Ante la desesperación de enfrentarse a una institución lagunera educativa omisa y también a autoridades distantes de las voces de las víctimas, Ana decidió compartir su testimonio a este diario.
Asimismo, Ceci, otra madre de familia, habló de una realidad alterna: cuando la agresión no la ejerce el alumnado sino la misma institución educativa. En su caso, la escuela donde estudiaba su hijo ejerció “un claro acto de discriminación” ante la omisión y la falta de protocolos de atención de las autoridades competentes.
Para profundizar en el fenómeno, este diario también consultó a Gabriela Aguilar, psicóloga especializada en acoso escolar, quien aportó algunos puntos claves para comprender las dinámicas de la violencia escolar y sus efectos en las niñas, niños y adolescentes.
Cabe señalar que, aunque se solicitó información a la Coordinación de Servicios Educativos Región Laguna sobre los protocolos vigentes para reportar acoso escolar en Coahuila, y se intentó en múltiples ocasiones concretar una entrevista con el área jurídica de la Secretaría de Educación de Coahuila (a través de Samantha Escobedo Martínez, titular de la Dirección de Producción de Medios Educativos) ninguna autoridad accedió a brindar datos o hablar al respecto.
ME ARREPIENTO NO HABERLA SACADO DE INMEDIATO
Aquí el testimonio narrado por la misma Ana, una madre atravesada por la violencia escolar:
Mi hija tiene 11 años y cursaba quinto de primaria. Yo no conocía al niño que la agredió; solo veía que otras mamás se quejaban de él en el chat, pero pensé que era de otro salón porque mi hija nunca me había comentado algo sobre él.
El día del evento de San Patricio la noté extraña al salir. Más tarde, la mamá de un compañero me llamó para decirme que mi hija le había pedido ayuda a su hijo en el recreo porque un niño “le había hecho algo”.
Cuando hablé con mi hija, me contó que, por la mañana, al salir del baño, ese niño la había jalado por detrás y se le había pegado, le hizo lo que conocemos como un “arrimón”. Una maestra vio lo ocurrido; mi hija y sus amigas fueron con la maestra titular para avisarle, y les dijo que hablaría con él. Pero hasta ahí quedó.
Después fui a hablar con la directora. Lo primero que me dijo fue que había una “campaña” de mamás contra ese niño. Yo le aclaré que mi caso era aparte. La maestra titular insistía en que mi hija nunca se había acercado a decirle nada, esto a pesar de que las niñas aseguraron que una maestra había visto todo lo que pasó.

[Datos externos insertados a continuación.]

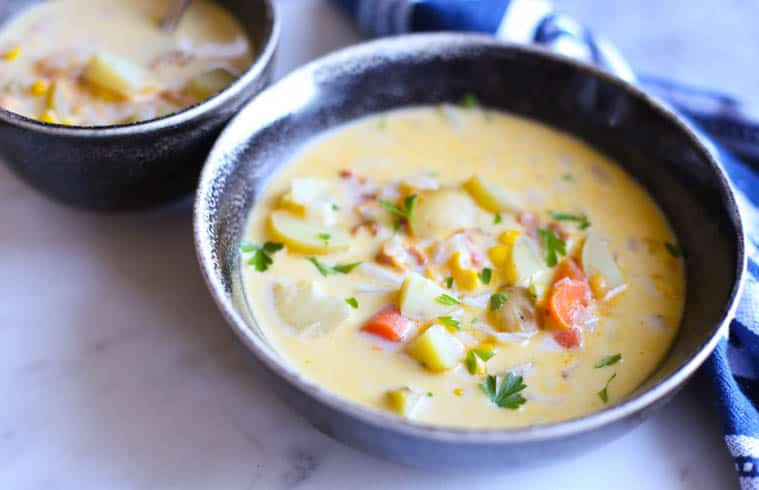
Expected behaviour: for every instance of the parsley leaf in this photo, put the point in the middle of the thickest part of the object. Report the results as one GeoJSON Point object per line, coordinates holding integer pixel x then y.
{"type": "Point", "coordinates": [450, 323]}
{"type": "Point", "coordinates": [582, 221]}
{"type": "Point", "coordinates": [674, 250]}
{"type": "Point", "coordinates": [261, 259]}
{"type": "Point", "coordinates": [485, 275]}
{"type": "Point", "coordinates": [609, 360]}
{"type": "Point", "coordinates": [508, 395]}
{"type": "Point", "coordinates": [604, 393]}
{"type": "Point", "coordinates": [473, 355]}
{"type": "Point", "coordinates": [554, 246]}
{"type": "Point", "coordinates": [497, 300]}
{"type": "Point", "coordinates": [326, 269]}
{"type": "Point", "coordinates": [408, 207]}
{"type": "Point", "coordinates": [445, 299]}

Al no tener respuesta, fui a hablar con el director, quien sólo se limitó a anotar todo en una libreta. Se atravesó Semana Santa y nada avanzó. La maestra testigo negó haber visto algo, y prácticamente me dieron a entender que lo de mi hija “no había pasado”.
Me arrepiento de no haberla sacado de inmediato, pero la veía contenta con sus amigas y confié en que la escuela la protegería. El niño nunca recibió consecuencias; incluso el día en que agredió a mi hija estaba suspendido, y aún así lo dejaron quedarse porque sus papás “no podían cuidarlo”.

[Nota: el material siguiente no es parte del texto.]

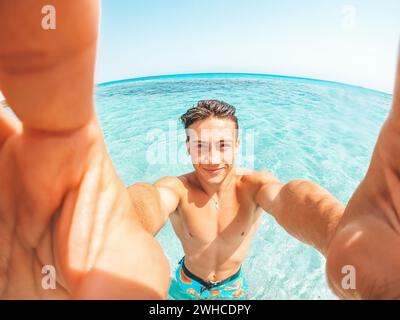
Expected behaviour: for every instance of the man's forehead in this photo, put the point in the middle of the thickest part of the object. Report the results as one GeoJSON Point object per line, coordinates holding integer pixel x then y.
{"type": "Point", "coordinates": [206, 133]}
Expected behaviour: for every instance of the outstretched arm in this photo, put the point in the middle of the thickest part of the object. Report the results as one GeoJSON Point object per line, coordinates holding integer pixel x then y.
{"type": "Point", "coordinates": [304, 209]}
{"type": "Point", "coordinates": [368, 237]}
{"type": "Point", "coordinates": [154, 203]}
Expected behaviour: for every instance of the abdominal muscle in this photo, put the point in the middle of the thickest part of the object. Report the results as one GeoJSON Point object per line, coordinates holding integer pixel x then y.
{"type": "Point", "coordinates": [213, 256]}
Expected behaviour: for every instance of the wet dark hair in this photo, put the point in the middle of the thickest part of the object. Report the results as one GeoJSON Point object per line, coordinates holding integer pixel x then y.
{"type": "Point", "coordinates": [209, 108]}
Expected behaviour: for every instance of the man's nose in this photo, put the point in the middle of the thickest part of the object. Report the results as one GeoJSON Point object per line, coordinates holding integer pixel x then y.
{"type": "Point", "coordinates": [213, 156]}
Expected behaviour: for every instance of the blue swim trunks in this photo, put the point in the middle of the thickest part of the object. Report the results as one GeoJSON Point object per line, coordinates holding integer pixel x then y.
{"type": "Point", "coordinates": [232, 288]}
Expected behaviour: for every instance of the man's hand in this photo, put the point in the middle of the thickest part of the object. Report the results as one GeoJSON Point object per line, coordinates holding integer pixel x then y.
{"type": "Point", "coordinates": [368, 237]}
{"type": "Point", "coordinates": [61, 202]}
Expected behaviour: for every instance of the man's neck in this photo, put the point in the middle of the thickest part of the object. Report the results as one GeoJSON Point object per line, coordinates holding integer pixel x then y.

Cuando reclamé por qué no activaron ningún protocolo ni habían canalizado a mi hija al área de psicología, fue cuando me ofrecieron la atención. La especialista me dijo que ella veía a mi hija “muy bien”, casi casi como si no hubiera pasado nada.
Aquí, cabe mencionar que en Coahuila está vigente el Protocolo de Sana Convivencia Escolar, el cual, entre otras cuestiones, establece que toda denuncia o sospecha de acoso o discriminación debe atenderse de manera inmediata, aun cuando no se haya comprobado que se trata de bullying. El documento obliga a las escuelas, públicas y privadas, a proteger primero a la víctima, abrir un expediente, recabar testimonios, notificar a las familias, canalizar atención psicológica y dar seguimiento al caso, además de informar a las autoridades educativas. Pero, aunque claro, al menos en el caso de Ana, el protocolo no se activó y pesar de sus dudas y dificultades, decidió que su hija continuara en el siguiente curso.
Lo que hicimos fue solicitar que la cambiaran de salón porque el niño que le había agredido continuaría en esa escuela.
Después, el 13 de octubre ocurrió otro incidente, pero yo me enteré hasta el día 15. Mi hija me contó llorando que ese día el niño que la había agredido y otro compañero, le metieron los dedos por debajo de una silla cuando iba a sentarse. Y también que en otra ocasión, el mismo niño le había dado una nalgada y en la salida jugaban entre ellos a que, si una botella caía parada, uno de ellos le tendría que levantar la falda. La misma dinámica ocurrió: mi hija pidió ayuda, otra vez fueron con maestras… y otra vez no pasó nada.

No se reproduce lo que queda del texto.